Wie auch immer – die hier abgebildeten Tylomelania sp. „Flashlight“ teilen mit den T. perfecta („ex Handel“) ein verkalktes Gehäuse und kommen wie diese mit niedrigeren Temperaturen (23 °C) zurecht. Ein verendetes Weibchen enthielt insgesamt sechs Embryonen unterschiedlicher Größe. Der anthrazitfarbene Weichkörper ist mit hellbraunen Flecken verziert. Wie der Handelsname entstand, entzieht sich meiner Kenntnis.

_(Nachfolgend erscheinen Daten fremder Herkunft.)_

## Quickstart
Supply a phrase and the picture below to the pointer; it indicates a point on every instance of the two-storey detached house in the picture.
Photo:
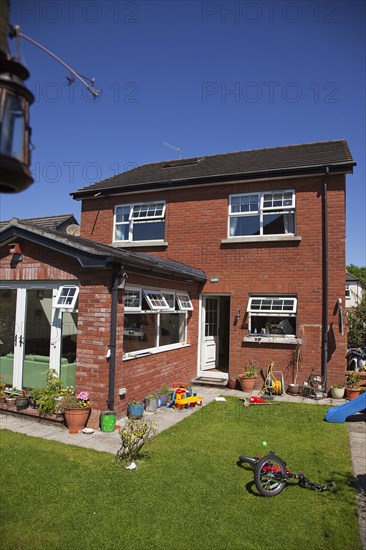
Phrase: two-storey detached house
(190, 268)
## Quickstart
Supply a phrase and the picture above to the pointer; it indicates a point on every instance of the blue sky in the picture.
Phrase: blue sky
(205, 76)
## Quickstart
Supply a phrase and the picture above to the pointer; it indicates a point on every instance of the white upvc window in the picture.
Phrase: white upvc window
(272, 315)
(139, 222)
(66, 297)
(262, 214)
(132, 299)
(155, 320)
(170, 299)
(156, 300)
(184, 301)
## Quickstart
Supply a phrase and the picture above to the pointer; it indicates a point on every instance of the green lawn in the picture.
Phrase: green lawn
(188, 491)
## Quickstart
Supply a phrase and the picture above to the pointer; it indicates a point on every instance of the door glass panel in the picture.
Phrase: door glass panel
(8, 332)
(211, 318)
(68, 348)
(37, 334)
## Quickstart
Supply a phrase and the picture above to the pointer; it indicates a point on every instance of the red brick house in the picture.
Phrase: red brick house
(189, 268)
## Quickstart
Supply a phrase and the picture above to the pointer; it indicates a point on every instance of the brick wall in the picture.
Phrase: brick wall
(196, 223)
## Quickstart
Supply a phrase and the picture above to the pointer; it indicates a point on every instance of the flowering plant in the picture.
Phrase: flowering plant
(79, 401)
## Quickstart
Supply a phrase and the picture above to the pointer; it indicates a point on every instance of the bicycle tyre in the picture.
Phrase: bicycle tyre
(270, 475)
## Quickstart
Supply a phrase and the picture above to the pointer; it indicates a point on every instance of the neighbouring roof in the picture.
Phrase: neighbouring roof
(49, 222)
(259, 163)
(91, 254)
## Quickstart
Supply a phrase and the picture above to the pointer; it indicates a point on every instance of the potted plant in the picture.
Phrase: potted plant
(12, 395)
(76, 411)
(353, 388)
(231, 383)
(135, 409)
(22, 402)
(2, 392)
(44, 397)
(248, 377)
(337, 391)
(151, 403)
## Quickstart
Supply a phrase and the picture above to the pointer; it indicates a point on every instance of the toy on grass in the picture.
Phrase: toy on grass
(184, 399)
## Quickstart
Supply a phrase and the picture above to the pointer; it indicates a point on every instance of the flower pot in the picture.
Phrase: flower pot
(337, 393)
(135, 410)
(58, 408)
(151, 404)
(76, 419)
(352, 393)
(108, 421)
(247, 384)
(10, 402)
(231, 383)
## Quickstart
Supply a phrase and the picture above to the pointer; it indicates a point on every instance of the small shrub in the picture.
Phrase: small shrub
(134, 434)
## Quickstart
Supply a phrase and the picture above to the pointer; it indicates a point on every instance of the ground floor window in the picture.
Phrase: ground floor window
(272, 316)
(148, 327)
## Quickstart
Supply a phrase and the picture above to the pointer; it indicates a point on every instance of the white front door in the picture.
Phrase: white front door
(210, 332)
(29, 334)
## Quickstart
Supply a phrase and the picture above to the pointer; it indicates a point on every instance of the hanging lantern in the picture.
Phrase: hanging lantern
(15, 100)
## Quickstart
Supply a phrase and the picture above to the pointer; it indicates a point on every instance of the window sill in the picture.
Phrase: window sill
(264, 239)
(147, 352)
(263, 339)
(134, 244)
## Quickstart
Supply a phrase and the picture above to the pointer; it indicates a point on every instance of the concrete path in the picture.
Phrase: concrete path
(166, 418)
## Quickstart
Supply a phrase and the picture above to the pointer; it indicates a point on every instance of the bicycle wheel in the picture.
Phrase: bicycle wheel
(270, 475)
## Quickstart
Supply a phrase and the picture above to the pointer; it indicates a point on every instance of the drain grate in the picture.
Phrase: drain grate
(210, 381)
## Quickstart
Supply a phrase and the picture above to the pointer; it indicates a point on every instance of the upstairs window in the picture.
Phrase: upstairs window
(262, 214)
(139, 222)
(272, 316)
(66, 297)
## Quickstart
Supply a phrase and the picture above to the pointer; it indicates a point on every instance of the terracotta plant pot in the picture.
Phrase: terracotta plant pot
(247, 384)
(76, 419)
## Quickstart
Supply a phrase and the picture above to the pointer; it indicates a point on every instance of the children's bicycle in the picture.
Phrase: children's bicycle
(271, 475)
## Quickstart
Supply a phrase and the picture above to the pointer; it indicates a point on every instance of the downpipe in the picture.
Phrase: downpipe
(325, 278)
(117, 277)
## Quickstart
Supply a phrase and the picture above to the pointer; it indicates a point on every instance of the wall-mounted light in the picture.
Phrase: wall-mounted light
(16, 254)
(15, 100)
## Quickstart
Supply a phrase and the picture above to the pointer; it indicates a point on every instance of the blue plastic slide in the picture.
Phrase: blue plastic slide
(340, 413)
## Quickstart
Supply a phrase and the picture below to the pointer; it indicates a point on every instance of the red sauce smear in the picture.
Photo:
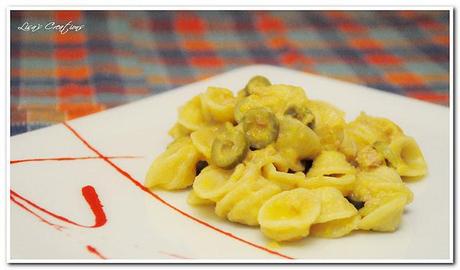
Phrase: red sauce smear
(93, 250)
(91, 197)
(143, 188)
(64, 159)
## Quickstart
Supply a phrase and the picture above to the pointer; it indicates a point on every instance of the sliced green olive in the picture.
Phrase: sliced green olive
(256, 82)
(261, 127)
(229, 148)
(301, 113)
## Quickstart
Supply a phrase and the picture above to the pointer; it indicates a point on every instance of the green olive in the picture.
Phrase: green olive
(261, 127)
(229, 148)
(301, 113)
(256, 82)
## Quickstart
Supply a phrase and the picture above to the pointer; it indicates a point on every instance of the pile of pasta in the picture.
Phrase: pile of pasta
(271, 157)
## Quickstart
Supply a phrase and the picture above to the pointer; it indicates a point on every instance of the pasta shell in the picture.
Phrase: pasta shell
(213, 182)
(288, 215)
(333, 205)
(382, 214)
(174, 168)
(336, 228)
(218, 104)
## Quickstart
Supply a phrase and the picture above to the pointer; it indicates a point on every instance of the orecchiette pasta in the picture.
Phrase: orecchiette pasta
(271, 157)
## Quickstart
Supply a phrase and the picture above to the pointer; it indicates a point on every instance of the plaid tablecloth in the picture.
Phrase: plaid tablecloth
(121, 56)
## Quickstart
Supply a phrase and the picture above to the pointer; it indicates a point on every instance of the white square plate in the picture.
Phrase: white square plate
(159, 226)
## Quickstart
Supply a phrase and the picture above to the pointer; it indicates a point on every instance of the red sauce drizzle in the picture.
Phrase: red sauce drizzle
(143, 188)
(94, 251)
(65, 159)
(91, 197)
(173, 255)
(57, 227)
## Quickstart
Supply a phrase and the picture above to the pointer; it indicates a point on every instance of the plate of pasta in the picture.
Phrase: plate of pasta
(266, 163)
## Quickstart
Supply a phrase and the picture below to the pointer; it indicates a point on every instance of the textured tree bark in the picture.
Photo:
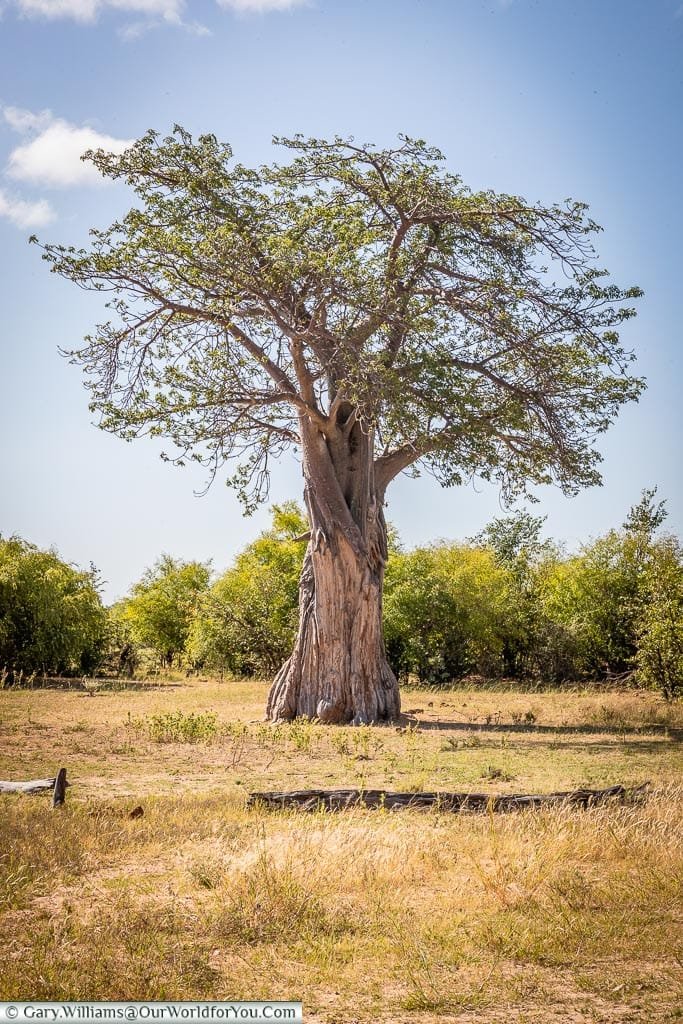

Bei einer als Tylomelania sp. „Nero“ angebotenen Art besitzt das Gehäuse keine Patina aus Kalk. Auch die Skulpturierung ist eine andere: Die (individuell verschieden prägnant) hervorstehenden Knötchen auf den Rippen erinnern etwas an T. celebicola und machen sie recht attraktiv. Vielleicht war des Kaisers Krone der Anreiz für den Handelsnamen? Bei 25 °C halten sich die Tiere gut – sind nachts jedoch aktiver als tagsbüber – und es werden regelmäßig Jungtiere abgesetzt. „Tylos“ sind spannende Mollusken, nur die Zuordnung ist ein heilloses Wirrwarr.
Text und Fotos von Sebastian Wolf
Literatur
Glaubrecht, M. & T. von Rintelen (2008): The Species Flocks of Lacustrine Gastropods: Tylomelania on Sulawesi as Models in Speciation and Adaptive Radiation. – Hydrobiologia, 615: 181–199.